Grand final results - VFL: Collingwood 10.16 (76) drew with North Melbourne 9.22 (76); Replay: North Melbourne 21.25 (151) d. Collingwood 19.10 (124); SANFL: Port Adelaide 17.11 (113) d. Glenelg 16.9 (105); WANFL: Perth 26.13 (169) d. East Fremantle 14.12 (96); VFA: Division One - Port Melbourne 23.19 (157) d.
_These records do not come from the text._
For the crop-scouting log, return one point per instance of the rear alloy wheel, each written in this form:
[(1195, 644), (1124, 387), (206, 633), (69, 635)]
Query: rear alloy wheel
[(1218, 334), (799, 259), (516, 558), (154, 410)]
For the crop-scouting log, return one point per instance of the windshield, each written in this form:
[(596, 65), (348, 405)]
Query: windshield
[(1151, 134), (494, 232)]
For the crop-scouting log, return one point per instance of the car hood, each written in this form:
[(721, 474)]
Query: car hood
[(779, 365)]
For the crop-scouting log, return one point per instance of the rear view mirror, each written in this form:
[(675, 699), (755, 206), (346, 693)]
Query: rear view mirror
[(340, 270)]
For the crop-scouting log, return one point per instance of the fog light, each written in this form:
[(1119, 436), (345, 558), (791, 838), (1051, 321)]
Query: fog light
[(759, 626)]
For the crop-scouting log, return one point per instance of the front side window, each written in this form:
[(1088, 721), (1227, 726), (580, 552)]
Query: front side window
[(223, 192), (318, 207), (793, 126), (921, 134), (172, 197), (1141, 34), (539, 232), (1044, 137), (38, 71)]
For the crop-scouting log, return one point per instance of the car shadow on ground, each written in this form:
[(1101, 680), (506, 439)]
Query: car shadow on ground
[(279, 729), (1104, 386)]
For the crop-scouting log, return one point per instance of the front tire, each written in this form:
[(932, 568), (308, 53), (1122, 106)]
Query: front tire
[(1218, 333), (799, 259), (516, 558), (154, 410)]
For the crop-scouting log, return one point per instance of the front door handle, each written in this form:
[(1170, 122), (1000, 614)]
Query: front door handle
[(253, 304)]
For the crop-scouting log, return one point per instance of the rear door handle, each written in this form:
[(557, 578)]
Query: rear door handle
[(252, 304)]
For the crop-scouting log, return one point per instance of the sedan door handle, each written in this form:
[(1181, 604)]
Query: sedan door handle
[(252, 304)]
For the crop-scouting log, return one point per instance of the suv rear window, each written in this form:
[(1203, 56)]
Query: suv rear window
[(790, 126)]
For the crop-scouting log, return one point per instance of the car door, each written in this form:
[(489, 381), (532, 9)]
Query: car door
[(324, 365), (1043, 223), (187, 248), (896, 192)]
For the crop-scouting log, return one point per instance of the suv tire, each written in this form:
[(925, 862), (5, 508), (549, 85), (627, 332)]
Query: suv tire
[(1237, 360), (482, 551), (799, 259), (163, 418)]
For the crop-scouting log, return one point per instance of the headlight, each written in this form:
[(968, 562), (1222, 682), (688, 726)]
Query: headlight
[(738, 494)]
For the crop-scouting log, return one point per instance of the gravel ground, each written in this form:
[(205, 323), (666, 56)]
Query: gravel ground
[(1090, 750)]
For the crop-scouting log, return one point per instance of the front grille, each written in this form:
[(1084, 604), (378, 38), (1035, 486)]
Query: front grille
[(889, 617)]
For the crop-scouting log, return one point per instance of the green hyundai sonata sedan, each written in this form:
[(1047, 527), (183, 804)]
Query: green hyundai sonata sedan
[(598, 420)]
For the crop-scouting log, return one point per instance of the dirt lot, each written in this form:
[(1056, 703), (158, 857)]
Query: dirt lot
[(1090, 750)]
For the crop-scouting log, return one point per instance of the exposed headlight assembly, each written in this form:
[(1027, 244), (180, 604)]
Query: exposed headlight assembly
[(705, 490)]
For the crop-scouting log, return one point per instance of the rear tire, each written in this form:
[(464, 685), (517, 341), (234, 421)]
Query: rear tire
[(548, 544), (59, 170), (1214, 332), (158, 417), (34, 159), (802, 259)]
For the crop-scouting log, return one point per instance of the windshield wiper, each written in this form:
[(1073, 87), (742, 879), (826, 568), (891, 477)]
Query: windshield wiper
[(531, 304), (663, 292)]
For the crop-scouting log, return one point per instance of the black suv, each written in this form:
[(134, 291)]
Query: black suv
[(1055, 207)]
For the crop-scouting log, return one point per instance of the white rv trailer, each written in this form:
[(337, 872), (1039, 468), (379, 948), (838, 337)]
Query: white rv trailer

Sandringham 7.15 (57); Division Two - Mordialloc 19.19 (133) d. Yarraville 14.11 (95); TANFL: Sandy Bay 19.9 (123) d. Glenorchy 3.14 (32); NTFA: Scottsdale 15.19 (109) d. North Launceston 10.10 (70); NSWAFL: Western Suburbs 18.25 (133) d. North Shore 14.9 (93); NTFL: Waratahs 10.15 (75) d. St Marys 8.14 (62); QAFL: Western Districts 18.16 (124) d. Wilston Grange17.17 (119); NWFU: Penguin 11.18 (84) d. Cooee 11.14 (80); ACTAFL: Manuka 16.12 (108) d. Eastlake 14.9 (93); NFL: Norwood 10.9 (69) d. East Perth 9.7 (61).